Question

Find the maximum average velocity of blood flow through an artery of radius $2 \times {10^{ - 3}}{\text{m}}$ for the flow to remain laminar, the corresponding flow rate is
(Take viscosity of blood as $\eta = 2.084 \times {10^{ - 3}}{\text{Pa s}}$).

Answer 1

Hint: The flow of the fluid is said to be laminar (smooth) or turbulent (chaotic) based on the Reynolds number. Above $R = 2000$ the flow becomes transitional (i.e., a mixture of laminar and turbulent).

Formulas used:
Average velocity of flow is given by, $v = \dfrac{{R\eta }}{{\rho d}}$ ,where $R$ is the Reynolds number, $\eta $ is viscosity of the liquid, $\rho $ is the density of the liquid and $d$ is the diameter of the tube.
Flow rate is given by ${\text{area}} \times {\text{average velocity}}$ .
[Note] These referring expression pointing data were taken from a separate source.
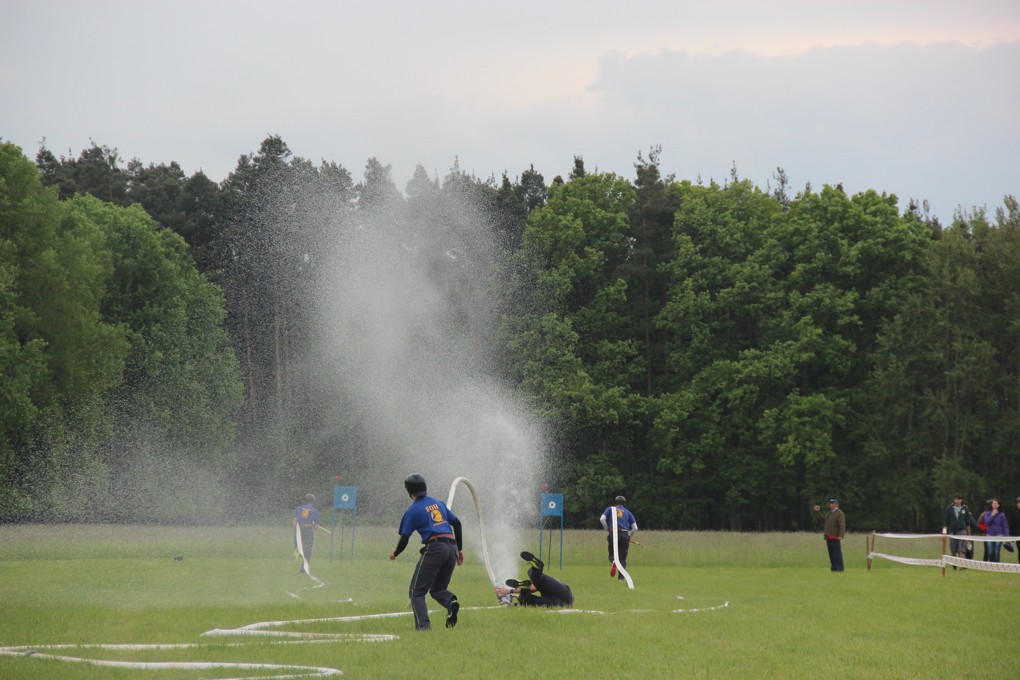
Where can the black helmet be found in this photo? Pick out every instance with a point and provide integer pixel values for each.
(415, 484)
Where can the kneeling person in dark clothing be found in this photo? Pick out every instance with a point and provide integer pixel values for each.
(541, 589)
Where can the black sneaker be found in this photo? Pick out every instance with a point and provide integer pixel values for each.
(452, 614)
(531, 560)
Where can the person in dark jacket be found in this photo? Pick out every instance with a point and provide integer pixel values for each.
(958, 521)
(1013, 517)
(834, 530)
(540, 590)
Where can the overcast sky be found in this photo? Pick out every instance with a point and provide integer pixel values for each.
(916, 98)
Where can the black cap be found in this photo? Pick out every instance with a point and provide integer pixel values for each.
(415, 484)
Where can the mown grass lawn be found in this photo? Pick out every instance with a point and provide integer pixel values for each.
(753, 606)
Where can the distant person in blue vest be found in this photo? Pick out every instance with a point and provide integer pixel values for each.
(444, 550)
(834, 529)
(540, 590)
(306, 518)
(626, 527)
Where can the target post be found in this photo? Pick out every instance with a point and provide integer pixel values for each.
(552, 507)
(345, 500)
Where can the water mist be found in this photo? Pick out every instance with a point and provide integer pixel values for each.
(406, 311)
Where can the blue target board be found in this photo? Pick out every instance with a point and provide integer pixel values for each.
(345, 498)
(552, 505)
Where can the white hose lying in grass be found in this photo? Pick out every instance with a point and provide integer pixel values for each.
(290, 671)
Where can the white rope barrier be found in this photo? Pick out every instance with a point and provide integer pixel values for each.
(908, 561)
(946, 560)
(981, 566)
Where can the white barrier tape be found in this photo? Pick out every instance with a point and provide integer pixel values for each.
(954, 561)
(703, 609)
(981, 566)
(980, 539)
(907, 561)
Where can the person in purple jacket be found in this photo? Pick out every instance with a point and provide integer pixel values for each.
(998, 526)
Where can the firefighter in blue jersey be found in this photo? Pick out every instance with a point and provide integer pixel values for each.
(441, 534)
(306, 517)
(626, 527)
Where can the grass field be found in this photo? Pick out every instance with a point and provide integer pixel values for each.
(787, 616)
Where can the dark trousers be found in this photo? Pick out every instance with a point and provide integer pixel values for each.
(307, 540)
(835, 553)
(624, 547)
(431, 575)
(552, 592)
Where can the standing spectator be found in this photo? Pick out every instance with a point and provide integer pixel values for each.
(982, 528)
(997, 524)
(441, 534)
(306, 519)
(958, 521)
(626, 526)
(1013, 518)
(834, 529)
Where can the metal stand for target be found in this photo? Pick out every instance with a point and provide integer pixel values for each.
(344, 499)
(552, 506)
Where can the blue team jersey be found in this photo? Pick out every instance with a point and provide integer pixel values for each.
(624, 518)
(428, 517)
(306, 515)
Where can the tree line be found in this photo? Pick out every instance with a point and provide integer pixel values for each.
(723, 354)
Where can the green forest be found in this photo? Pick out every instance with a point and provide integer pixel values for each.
(727, 355)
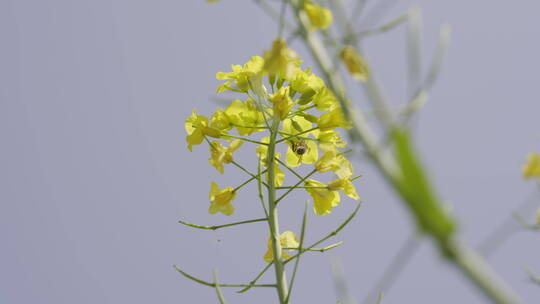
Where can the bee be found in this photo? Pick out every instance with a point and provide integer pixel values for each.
(300, 147)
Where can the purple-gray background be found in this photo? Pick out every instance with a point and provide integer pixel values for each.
(94, 170)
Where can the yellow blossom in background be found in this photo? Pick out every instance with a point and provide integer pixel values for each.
(241, 75)
(325, 100)
(282, 102)
(197, 128)
(220, 199)
(335, 162)
(287, 240)
(323, 198)
(281, 61)
(293, 126)
(346, 185)
(333, 119)
(356, 64)
(319, 17)
(221, 121)
(531, 169)
(220, 154)
(306, 82)
(262, 153)
(330, 140)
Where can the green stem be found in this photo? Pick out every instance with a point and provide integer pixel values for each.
(281, 280)
(468, 261)
(203, 282)
(253, 176)
(296, 185)
(300, 248)
(221, 226)
(252, 283)
(244, 139)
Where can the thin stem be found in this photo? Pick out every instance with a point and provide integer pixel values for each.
(259, 187)
(249, 173)
(219, 294)
(288, 168)
(297, 184)
(282, 18)
(381, 29)
(323, 249)
(248, 127)
(203, 282)
(252, 283)
(216, 227)
(473, 266)
(245, 139)
(300, 246)
(273, 222)
(312, 246)
(302, 187)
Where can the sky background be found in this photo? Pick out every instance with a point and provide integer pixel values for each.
(95, 173)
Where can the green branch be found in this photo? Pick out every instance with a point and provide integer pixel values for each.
(222, 226)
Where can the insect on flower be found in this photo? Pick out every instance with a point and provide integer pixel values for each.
(300, 147)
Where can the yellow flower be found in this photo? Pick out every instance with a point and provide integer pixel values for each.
(220, 154)
(323, 198)
(333, 119)
(346, 185)
(220, 199)
(293, 126)
(281, 60)
(330, 140)
(287, 240)
(325, 100)
(262, 150)
(356, 64)
(221, 121)
(197, 128)
(320, 17)
(245, 116)
(241, 76)
(282, 102)
(336, 162)
(532, 167)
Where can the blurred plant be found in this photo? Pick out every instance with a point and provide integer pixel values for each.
(302, 113)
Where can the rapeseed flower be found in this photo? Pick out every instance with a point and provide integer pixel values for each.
(241, 76)
(334, 119)
(220, 199)
(324, 199)
(282, 102)
(281, 61)
(335, 162)
(220, 154)
(346, 185)
(197, 128)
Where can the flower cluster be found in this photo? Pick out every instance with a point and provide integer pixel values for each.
(277, 92)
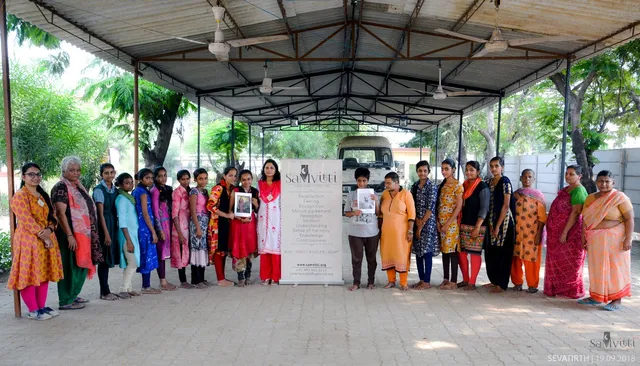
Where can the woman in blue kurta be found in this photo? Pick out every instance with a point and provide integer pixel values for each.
(147, 236)
(127, 233)
(425, 242)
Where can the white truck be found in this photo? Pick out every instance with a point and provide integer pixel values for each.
(371, 152)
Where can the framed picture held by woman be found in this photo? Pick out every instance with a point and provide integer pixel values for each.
(242, 207)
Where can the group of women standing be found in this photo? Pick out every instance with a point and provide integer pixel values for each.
(138, 223)
(462, 220)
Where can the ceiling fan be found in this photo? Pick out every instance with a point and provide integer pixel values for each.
(220, 48)
(267, 84)
(440, 93)
(497, 43)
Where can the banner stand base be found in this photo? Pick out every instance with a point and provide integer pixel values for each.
(323, 283)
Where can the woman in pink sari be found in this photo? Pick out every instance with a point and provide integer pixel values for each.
(180, 234)
(608, 231)
(565, 255)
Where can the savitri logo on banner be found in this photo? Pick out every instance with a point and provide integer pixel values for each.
(311, 222)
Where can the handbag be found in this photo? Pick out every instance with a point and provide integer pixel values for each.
(469, 243)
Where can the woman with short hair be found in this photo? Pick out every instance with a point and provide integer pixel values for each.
(77, 234)
(449, 206)
(425, 242)
(104, 196)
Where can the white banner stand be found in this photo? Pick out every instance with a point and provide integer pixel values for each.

Complete step by step solution:
Step 1: List the information given in the question.
Radius of the artery is $r = 2 \times {10^{ - 3}}{\text{m}}$ .
Then the diameter of the artery ( $d = 2r$ ) will be $4 \times {10^{ - 3}}{\text{m}}$ .
Given, viscosity of blood is $\eta = 2.084 \times {10^{ - 3}}{\text{Pa s}}$ .
We know, the density of blood is $\rho = 1.06 \times {10^3}{\text{kg }}{{\text{m}}^{ - 3}}$ .
Step 2: Expressing the relation for average velocity.
The average velocity of a liquid of density $\rho $ and viscosity $\eta $ flowing through a tube of diameter $d$ is given by $v = \dfrac{{R\eta }}{{\rho d}}$ .
Here, $R$ is the Reynolds number, it determines whether the flow is laminar or turbulent.
 The maximum value of the Reynolds number for the flow to be laminar is $R = 2000$.
Step 3: Substituting the corresponding values of $\rho $, $\eta $, $d$ and $R$ to find maximum average velocity.
We have, the average velocity $v = \dfrac{{R\eta }}{{\rho d}}$.
Substituting $d = 4 \times {10^{ - 3}}{\text{m}}$ , $\eta = 2.084 \times {10^{ - 3}}{\text{Pa s}}$ , $\rho = 1.06 \times {10^3}{\text{kg }}{{\text{m}}^{ - 3}}$ in the above equation we get, $v = \dfrac{{R \times 2.084 \times {{10}^{ - 3}}}}{{1.06 \times {{10}^3} \times 4 \times {{10}^{ - 3}}}}$.
Now to obtain the maximum average velocity substitute $R = 2000$ in the above equation.
i.e., $v = \dfrac{{2000 \times 2.084 \times {{10}^{ - 3}}}}{{1.06 \times {{10}^3} \times 4 \times {{10}^{ - 3}}}} = 0.98{\text{m/s}}$.
Therefore, the largest average velocity is $0.98{\text{m/s}}$.
Step 4: Expressing the relation for flow rate.
The flow rate is described as the volume of liquid flowing per second.
It is given by, ${\text{area}} \times {\text{average velocity}}$ .
Area of the artery of radius $r = 2 \times {10^{ - 3}}{\text{m}}$ is $A = \pi {r^2}$ .
So, we get $A = 3.14 \times {\left( {2 \times {{10}^3}} \right)^2} = 1.256 \times {10^{ - 5}}{{\text{m}}^2}$
Step 5: Calculating the flow rate.
We have, ${\text{Flow rate = area}} \times {\text{average velocity}}$ .
Substituting for area and average velocity,
flow rate $ = 1.256 \times {10^{ - 5}} \times 0.98 = 1.23 \times {10^{ - 5}}{{\text{m}}^3}{\text{/s}}$ .

Therefore, the flow rate corresponding to the blood flow’s maximum average velocity is $1.23 \times {10^{ - 5}}{{\text{m}}^3}{\text{/s}}$.

Note:
Laminar flow is the smooth flow of fluids. Here, the viscous forces are dominant and thereby all the fluid particles follow smooth paths in layers. Each layer will drag behind its above layer.